Enduring Wounds

If Frank Gable killed Michael Francke, how did another guy know key details about the crime?

Last week, the Portland Tribune reported that one of the police investigators in the controversial Michael Francke case thinks the man convicted should never have been charged with the crime. The article did not discuss the reasoning of longtime detective Randy Martinak, but WW has learned that his doubts go to the heart of one of the notorious murder's most enduring question marks.

In January 1989, Francke, the head of Oregon's prison system, was killed outside his office. At the time, he was going after drug trafficking in the prisons. A year and a half after the murder, a jury convicted a small-time drug dealer named Frank Gable based on testimony from jailbirds and drug addicts.

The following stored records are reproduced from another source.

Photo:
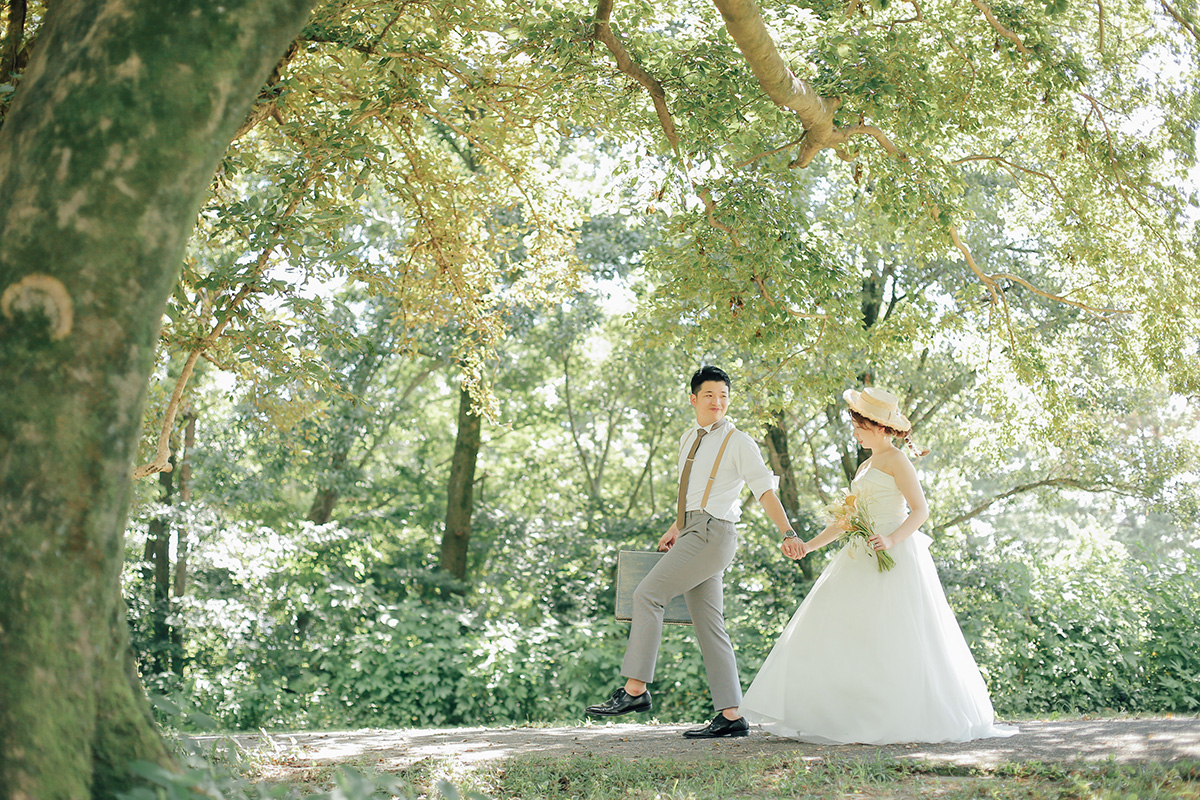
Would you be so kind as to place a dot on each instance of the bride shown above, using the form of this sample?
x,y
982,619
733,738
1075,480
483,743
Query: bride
x,y
874,655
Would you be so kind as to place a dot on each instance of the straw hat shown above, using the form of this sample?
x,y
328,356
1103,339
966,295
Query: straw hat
x,y
879,407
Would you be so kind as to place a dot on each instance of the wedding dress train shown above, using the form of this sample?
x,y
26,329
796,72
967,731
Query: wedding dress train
x,y
874,657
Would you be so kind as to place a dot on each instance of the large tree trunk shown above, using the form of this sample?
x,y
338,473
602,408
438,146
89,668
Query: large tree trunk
x,y
105,157
781,464
461,489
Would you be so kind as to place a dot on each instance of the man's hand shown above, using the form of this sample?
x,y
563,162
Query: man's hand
x,y
667,540
795,548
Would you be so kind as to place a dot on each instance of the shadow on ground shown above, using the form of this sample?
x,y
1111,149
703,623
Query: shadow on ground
x,y
1128,741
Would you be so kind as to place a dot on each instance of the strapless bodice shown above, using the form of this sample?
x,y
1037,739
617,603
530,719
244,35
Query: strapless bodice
x,y
881,499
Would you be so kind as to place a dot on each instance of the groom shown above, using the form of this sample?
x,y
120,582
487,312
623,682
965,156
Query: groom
x,y
715,461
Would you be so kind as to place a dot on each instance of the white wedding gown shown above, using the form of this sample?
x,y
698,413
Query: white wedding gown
x,y
874,657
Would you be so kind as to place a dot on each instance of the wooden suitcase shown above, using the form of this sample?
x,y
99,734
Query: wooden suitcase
x,y
631,567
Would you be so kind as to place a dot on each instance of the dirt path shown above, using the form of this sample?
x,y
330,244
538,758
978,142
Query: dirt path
x,y
1139,740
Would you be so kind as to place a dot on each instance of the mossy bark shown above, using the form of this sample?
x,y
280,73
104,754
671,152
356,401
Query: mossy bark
x,y
106,152
461,488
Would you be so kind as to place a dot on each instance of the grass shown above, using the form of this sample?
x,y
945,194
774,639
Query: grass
x,y
585,777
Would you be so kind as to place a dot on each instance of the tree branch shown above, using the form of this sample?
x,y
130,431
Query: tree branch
x,y
1000,29
1188,26
604,34
161,462
1063,482
16,34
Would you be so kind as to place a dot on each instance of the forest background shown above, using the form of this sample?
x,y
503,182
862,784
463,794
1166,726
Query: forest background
x,y
424,370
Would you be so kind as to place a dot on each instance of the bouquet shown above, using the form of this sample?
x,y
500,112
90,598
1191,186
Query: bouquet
x,y
856,523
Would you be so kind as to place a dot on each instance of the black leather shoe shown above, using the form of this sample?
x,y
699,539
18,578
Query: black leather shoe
x,y
622,702
719,728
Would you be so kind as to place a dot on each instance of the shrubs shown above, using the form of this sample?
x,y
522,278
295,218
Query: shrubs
x,y
322,629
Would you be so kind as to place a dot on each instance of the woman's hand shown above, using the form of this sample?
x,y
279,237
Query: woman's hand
x,y
793,548
667,540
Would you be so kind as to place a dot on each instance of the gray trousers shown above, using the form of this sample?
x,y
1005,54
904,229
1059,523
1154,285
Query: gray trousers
x,y
693,567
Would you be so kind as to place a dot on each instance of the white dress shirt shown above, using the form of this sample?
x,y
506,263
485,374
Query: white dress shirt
x,y
741,465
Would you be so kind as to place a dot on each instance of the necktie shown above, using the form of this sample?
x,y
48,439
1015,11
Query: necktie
x,y
683,479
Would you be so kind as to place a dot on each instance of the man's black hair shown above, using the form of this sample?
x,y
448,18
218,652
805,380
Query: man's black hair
x,y
709,373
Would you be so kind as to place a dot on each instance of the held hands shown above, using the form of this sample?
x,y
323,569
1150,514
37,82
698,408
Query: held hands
x,y
795,548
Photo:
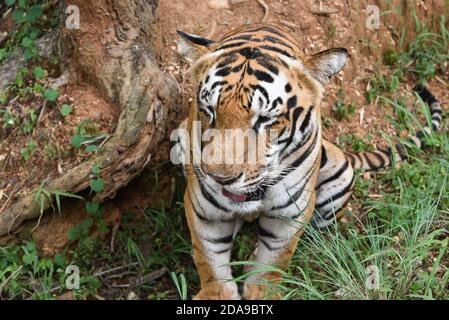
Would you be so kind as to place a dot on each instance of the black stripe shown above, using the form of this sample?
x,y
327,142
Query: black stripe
x,y
305,154
262,90
265,233
295,116
231,45
277,41
291,102
369,161
210,198
264,63
223,72
241,37
380,159
292,199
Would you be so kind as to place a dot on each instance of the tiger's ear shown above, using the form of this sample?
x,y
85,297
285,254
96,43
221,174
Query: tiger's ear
x,y
191,46
325,64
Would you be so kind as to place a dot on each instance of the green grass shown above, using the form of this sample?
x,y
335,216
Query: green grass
x,y
403,234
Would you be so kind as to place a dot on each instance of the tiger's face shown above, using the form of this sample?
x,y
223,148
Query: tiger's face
x,y
256,96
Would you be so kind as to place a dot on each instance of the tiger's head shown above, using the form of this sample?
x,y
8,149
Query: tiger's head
x,y
254,83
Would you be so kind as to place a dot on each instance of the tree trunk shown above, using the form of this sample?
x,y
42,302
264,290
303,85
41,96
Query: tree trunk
x,y
112,51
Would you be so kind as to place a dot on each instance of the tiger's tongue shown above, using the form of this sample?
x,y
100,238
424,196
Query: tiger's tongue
x,y
235,197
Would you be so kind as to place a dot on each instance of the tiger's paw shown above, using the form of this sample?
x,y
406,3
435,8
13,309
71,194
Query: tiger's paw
x,y
218,291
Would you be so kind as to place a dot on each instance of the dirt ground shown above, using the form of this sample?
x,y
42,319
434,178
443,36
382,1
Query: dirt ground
x,y
316,31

Despite Gable's conviction, only one man ever actually confessed to the murder: John Lee Crouse.

Crouse, who surfaced shortly after the murder, changed his story so often that few believed he actually did it. In fact, a fellow inmate reportedly claimed Crouse was being paid to lead investigators on a wild goose chase.

Significantly, however, Crouse had information that he definitely should not have had: He knew the number and location of Francke's wounds--in the heart and arm--and that the killing was done with a long, single-edged knife.

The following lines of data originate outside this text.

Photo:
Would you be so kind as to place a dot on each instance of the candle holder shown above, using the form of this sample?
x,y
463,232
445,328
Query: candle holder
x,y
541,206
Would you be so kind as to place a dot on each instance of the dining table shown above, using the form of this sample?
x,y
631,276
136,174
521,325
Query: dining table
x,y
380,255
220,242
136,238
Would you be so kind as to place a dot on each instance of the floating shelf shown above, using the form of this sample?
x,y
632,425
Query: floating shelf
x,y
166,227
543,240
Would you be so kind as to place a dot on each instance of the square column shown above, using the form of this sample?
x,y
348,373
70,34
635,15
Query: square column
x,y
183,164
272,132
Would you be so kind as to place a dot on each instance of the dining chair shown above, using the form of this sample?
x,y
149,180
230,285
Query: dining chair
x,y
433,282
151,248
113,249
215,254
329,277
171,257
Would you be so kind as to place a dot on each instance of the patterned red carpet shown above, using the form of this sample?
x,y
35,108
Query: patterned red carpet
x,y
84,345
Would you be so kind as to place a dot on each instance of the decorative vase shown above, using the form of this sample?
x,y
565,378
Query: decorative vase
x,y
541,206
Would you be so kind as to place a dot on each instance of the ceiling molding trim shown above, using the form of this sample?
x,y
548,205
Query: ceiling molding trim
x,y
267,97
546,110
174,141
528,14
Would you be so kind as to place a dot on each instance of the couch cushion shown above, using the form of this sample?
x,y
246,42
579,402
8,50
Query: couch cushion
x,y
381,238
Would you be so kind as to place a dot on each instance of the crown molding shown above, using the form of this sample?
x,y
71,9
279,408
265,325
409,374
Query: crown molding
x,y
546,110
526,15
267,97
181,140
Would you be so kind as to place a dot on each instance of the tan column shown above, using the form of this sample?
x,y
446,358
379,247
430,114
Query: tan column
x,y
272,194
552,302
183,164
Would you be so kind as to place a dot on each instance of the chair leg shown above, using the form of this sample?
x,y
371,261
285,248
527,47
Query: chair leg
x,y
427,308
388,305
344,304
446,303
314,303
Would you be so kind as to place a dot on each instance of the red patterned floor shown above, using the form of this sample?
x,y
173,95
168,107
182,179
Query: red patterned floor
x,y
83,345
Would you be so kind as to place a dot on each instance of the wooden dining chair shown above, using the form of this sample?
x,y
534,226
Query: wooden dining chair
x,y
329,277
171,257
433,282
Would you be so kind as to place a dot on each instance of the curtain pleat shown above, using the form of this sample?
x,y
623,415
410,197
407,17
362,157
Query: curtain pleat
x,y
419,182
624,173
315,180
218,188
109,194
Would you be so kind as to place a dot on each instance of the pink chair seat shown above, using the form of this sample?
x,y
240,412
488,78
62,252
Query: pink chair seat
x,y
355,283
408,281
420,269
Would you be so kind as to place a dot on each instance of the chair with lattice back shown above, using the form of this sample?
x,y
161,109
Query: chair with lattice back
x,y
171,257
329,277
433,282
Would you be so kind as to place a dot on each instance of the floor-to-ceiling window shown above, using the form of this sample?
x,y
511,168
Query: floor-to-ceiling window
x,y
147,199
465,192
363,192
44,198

Only investigators and the killer knew these details. So where did Crouse get his information? The ex-con was not a friend of Gable. But he was tight with a small circle of methamphetamine dealers--the same group that the dead man's brother, Kevin Francke, and Tribune columnist Phil Stanford think actually committed the murder on behalf of one of Francke's enemies inside the corrections department.

In April 1989, the state police used a polygraph to conclude Crouse had not committed the crime. But later that year another state polygrapher, as well as an FBI polygrapher, concluded the state-police lie detector was wrong (for more on the state's use of polygraphs, see "True Lies?" in last week's WW). Crouse could not be located for this article.

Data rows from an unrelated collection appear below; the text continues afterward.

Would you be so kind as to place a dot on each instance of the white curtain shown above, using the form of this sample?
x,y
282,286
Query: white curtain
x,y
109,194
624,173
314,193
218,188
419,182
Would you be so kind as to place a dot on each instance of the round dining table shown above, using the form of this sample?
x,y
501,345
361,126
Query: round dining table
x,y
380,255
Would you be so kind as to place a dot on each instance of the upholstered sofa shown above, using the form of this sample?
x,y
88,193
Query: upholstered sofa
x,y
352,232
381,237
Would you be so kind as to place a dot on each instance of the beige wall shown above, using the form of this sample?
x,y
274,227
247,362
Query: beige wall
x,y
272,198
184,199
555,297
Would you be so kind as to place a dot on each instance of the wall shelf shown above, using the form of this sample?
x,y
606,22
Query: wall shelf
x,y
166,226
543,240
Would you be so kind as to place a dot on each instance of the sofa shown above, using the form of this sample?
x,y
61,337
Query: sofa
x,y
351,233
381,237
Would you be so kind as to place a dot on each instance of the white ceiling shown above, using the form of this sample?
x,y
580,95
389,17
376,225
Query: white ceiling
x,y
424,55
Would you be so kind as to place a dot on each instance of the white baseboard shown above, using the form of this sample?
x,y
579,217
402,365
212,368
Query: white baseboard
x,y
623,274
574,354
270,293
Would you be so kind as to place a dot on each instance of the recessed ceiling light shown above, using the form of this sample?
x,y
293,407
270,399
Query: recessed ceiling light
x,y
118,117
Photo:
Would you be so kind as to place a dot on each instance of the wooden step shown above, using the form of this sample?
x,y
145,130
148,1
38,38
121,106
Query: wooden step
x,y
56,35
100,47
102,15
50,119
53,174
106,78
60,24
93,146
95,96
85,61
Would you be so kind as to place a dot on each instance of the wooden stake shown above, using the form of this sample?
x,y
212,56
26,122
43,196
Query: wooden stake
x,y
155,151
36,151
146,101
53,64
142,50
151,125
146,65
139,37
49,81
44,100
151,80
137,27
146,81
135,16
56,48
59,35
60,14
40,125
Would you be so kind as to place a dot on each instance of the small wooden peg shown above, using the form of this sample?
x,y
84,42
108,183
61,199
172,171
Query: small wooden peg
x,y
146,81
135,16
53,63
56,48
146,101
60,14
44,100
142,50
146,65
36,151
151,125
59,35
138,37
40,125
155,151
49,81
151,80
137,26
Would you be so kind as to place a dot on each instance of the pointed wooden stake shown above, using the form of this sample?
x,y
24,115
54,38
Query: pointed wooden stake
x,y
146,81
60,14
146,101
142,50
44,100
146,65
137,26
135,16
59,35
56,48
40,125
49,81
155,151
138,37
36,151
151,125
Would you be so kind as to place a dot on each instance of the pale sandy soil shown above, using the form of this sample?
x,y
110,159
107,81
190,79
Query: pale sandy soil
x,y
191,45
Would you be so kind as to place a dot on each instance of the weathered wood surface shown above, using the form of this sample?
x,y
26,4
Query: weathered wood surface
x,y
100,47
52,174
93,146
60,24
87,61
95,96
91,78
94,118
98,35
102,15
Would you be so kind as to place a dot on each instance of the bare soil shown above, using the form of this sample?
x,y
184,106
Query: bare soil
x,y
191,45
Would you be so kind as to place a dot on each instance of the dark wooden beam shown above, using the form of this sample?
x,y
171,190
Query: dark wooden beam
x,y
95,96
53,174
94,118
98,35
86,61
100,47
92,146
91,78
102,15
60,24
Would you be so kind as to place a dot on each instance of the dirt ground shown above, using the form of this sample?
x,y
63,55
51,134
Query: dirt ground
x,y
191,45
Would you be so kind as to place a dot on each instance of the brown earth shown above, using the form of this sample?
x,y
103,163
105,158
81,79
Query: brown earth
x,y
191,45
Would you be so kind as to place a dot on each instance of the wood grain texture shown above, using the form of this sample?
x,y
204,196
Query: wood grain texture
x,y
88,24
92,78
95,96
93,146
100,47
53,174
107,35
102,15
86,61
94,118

Kevin Francke says that in 2000, he got a call from Martinak, the detective, as Gable neared the court date for his first appeal. Martinak was looking for Gable's attorney. In the telephone conversation, Francke says Martinak specifically cited Crouse's inside knowledge as one basis for the investigator's belief that the real killer (or killers) was still at large.

Contacted through an intermediary, Martinak declined to comment to WW, except in an email that blamed the media for interfering with the original Francke murder probe. He would neither confirm nor deny that he is the same "Randy" who last month posted on a local website called Freefrankgable.com.

The website message identifies "Randy" as an investigator in the original murder probe. It cites Crouse's knowledge of the wounds. And it hints that, contrary to the Gable prosecutors' claims, Francke was killed because he was going after corrupt prison officials.

Crouse had information he should not have had--details known only to police and the killer.